Quoi qu’il en soit, la popularité du poker à cette époque n’est pas à prouver, il est naturel d’envisager que plusieurs parties ont eu lieu sur le Titanic.
Quête de bracelets et autres expéditions
Évidemment, comme le montre le film, l’histoire du Titanic est également remplie d’explorateurs tentant de découvrir tous ses secrets. Et figurez-vous que cette partie de l’histoire aussi a un lien avec le poker.
Un article de Sports Illustrated paru en 1977 dressait le portrait d’un joueur amateur texan, un certain Cadillac Jack Grimm, et de sa quête pour remporter le Main Event des World Series of Poker. Finalement, le seul moment où Grimm aura été proche de la victoire est lorsqu’il s’est retrouvé assis à côté du vainqueur cette année-là, Doyle Brunson.
Évidemment, Grimm n’a finalement même pas passé la première journée, sans accrocher le top 20 (sur 34 joueurs).
Financièrement parlant, la défaite n’a pas énormément coûté à Grimm, puisqu’il était « plusieurs fois millionnaire, pas grâce au poker, mais grâce à d’autres formes de paris, surtout le forage pétrolier ».
Il aurait également financé diverses expéditions fantaisistes, à la recherche notamment de l’Arche de Noé, du monstre du Loch Ness et du yéti. Des quêtes à peu près aussi folles que d’imaginer battre Brunson et compagnie aux WSOP.
Quelque temps après la parution de l’article de Sports Illustrated, Grimm se lançait dans une nouvelle quête : le Titanic.
Ainsi, il a financé trois de ses expéditions, au début des années 80, pour tenter de localiser les restes du bateau. Grimm n’a malheureusement jamais été reconnu pour avoir retrouvé le paquebot, mais ses expéditions ont fourni de précieux indices aux explorateurs suivants.
C’est finalement l’équipe du Dr Robert D. Ballard qui a découvert le Titanic en 1985.
Une mauvaise main mal négociée
Les liens entre le poker et le Titanic ne s’arrêtent pas là. Il y a par exemple ce fameux joueur de poker du Missouri surnommé « Titanic » Thompson après qu’un de ses adversaires a déclaré qu’il « coulait tout le monde ».
Aujourd’hui, le Titanic est plutôt vu comme un symbole d’échec. Mais de nombreux facteurs (avertissements ignorés, défauts du bateau, marées, un mauvais changement de direction, absence de jumelles, nombre insuffisant de canots de sauvetage, et une pléthores d’erreurs et de mauvaises décisions) ont dû converger pour que la tragédie ait lieu.

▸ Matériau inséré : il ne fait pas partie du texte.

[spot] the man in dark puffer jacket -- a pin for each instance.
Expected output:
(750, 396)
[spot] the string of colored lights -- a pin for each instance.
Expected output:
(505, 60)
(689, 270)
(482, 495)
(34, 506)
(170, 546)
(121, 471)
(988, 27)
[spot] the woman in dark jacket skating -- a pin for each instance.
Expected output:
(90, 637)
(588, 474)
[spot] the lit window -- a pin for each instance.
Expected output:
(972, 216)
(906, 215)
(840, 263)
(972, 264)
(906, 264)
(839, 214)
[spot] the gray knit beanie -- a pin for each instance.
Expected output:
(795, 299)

Un spécialiste du Titanic, Charles Pellegrino, a même utilisé une métaphore de poker pour décrire la tragédie qui a frappé le paquebot « insubmersible ».
Le navire « aurait dû traverser l’Atlantique pendant plus d’un siècle, pour ne pas dire mille ans, pour qu’autant d’événements improbables arrivent au même moment pour créer une "inévitabilité mathématique", » estime Pellegrino dans Farewell, Titanic.
« Ce que les constructeurs et officiers n’ont pas compris, c’est que la probabilité de tirer deux suites royales à la suite est la même dans les deux premières main que dans n’importe quelles paires de mains des deux millions de mains suivantes. »
Pellegrino n’a pas tort. Cependant, comme au poker, le naufrage du Titanic est à la fois dû à de la malchance et à un manque de compétences, sans compter qu’avec toutes les vies en jeu, la mise était particulièrement risquée, et l’issue d’autant plus tragique.